Ямиль Чо посоветовал Шри пристегнуться. Как только щелкнул ремень безопасности, лимузин дернулся вперед, объехал грузовик, разукрашенный благочестивыми лозунгами, и оказался на тротуаре — пешеходы бросились врассыпную. Автомобиль набирал скорость, сбивал попадающиеся на пути ларечки. Секретарь Шри профессионально маневрировал на забитой улице и при этом спокойно разговаривал с полицией. Когда лимузин снова выбрался на дорогу, к ним, мигая сигнальными огнями и включив сирену, спикировал вертолет — путь постепенно расчистился.
Уже через несколько кварталов все пришло в норму — обычное движение, никаких чрезвычайных ситуаций на улицах. Ямиль Чо поблагодарил полицейских, и вертолет, накренившись носом вперед, унесся назад к месту беспорядков.
— И часто происходят эти военные бунты? — поинтересовалась Шри.
— Теперь как минимум один раз в день, мэм. И не только в Бразилиа.
— Это уже не остановишь, — констатировала Шри.
— Как правило, мятежи быстро утихают сами по себе. — не согласился с ней мужчина.
— Я говорила о войне, мистер Чо. Войны не миновать. Люди высказали свое мнение — они жаждут конфронтации.
— Да, мэм.
Ямиль Чо проехал квартал и лишь затем добавил:
— Осмелюсь заметить, вы поступаете правильно. Вовсе не потому, что война неизбежна. Просто так и надлежит действовать.
— Спасибо, мистер Чо. — Откровенность секретаря удивила и тронула Шри: никогда прежде тот не высказывал своего мнения.
Профессор должна была встретиться с подполковником Монтанем в большом парке с зелеными лужайками и группками деревьев, растущими вдоль длинного озера, которое образовалось, когда люди пустили три реки по новым каналам. По воде туда–сюда скользили парусные лодки, гонимые горячим ветром. Они напоминали стайки разноцветных бабочек. Шри направлялась вдоль центральной аллеи мимо ларьков, скамеек и сгрудившихся столиков для пикника. Семейства. Влюбленные, держащиеся за руки. Восхищенные кукольным шоу дети. Все отдыхали.

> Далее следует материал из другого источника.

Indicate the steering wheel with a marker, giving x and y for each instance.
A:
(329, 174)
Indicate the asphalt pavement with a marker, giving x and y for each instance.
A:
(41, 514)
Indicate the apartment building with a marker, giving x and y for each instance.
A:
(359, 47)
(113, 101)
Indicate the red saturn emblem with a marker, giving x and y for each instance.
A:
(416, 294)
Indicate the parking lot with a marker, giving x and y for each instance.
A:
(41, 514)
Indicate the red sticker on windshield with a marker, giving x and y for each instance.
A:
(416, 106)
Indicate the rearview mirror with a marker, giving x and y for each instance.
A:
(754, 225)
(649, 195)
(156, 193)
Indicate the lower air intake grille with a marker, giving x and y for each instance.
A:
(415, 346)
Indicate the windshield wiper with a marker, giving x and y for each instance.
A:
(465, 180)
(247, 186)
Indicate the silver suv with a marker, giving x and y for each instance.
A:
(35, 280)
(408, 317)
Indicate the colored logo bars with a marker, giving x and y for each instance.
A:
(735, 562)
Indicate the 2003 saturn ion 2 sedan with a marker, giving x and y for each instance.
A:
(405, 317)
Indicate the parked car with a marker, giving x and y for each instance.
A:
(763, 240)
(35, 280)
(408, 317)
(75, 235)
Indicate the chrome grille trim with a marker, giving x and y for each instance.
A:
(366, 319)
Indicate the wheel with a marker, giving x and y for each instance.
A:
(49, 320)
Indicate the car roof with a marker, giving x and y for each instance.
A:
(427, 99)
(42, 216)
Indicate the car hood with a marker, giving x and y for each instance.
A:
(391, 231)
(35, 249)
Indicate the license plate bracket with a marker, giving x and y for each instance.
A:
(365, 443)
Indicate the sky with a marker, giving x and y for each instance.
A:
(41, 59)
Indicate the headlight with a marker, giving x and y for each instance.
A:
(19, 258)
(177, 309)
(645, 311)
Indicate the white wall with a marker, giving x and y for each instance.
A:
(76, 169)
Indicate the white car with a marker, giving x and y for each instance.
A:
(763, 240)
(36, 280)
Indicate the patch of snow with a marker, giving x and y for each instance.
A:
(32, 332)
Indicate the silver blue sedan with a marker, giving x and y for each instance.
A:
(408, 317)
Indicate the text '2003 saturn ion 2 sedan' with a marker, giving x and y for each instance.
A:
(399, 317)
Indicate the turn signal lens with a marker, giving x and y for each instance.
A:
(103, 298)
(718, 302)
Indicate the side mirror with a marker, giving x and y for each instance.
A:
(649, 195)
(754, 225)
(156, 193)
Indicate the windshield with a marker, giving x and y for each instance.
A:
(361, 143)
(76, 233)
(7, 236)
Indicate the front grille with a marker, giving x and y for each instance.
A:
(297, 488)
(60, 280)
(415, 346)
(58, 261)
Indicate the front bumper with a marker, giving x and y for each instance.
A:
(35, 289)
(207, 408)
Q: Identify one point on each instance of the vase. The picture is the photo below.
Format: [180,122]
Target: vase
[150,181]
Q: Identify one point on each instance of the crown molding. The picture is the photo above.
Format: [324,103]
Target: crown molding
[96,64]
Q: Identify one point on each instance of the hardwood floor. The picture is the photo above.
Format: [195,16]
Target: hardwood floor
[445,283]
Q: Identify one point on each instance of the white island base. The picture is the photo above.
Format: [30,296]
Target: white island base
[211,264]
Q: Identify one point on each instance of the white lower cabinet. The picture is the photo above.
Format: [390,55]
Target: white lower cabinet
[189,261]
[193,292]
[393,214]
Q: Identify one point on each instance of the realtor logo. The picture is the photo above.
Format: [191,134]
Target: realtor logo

В дальнем конце аллеи никого не оказалось, и только обрывок бумажки был прикноплен к решетчатому сиденью на самой последней скамейке. На записке значился адрес.
— Меры предосторожности. Неплохо, — заявил Ямиль Чо, когда Шри, изжарившаяся на солнце и в дурном настроении, села в лимузин. — А парень знает, что делает.
— Эти глупые игры ему не помогут.
— Разумеется, нет.
— За нами по–прежнему следят?
— Первый хвост мы сбросили, когда проезжали мимо бунтовщиков, но здесь нас ждала вторая команда. Хотя они тоже могут легко потерять нас по дороге. Только скажите.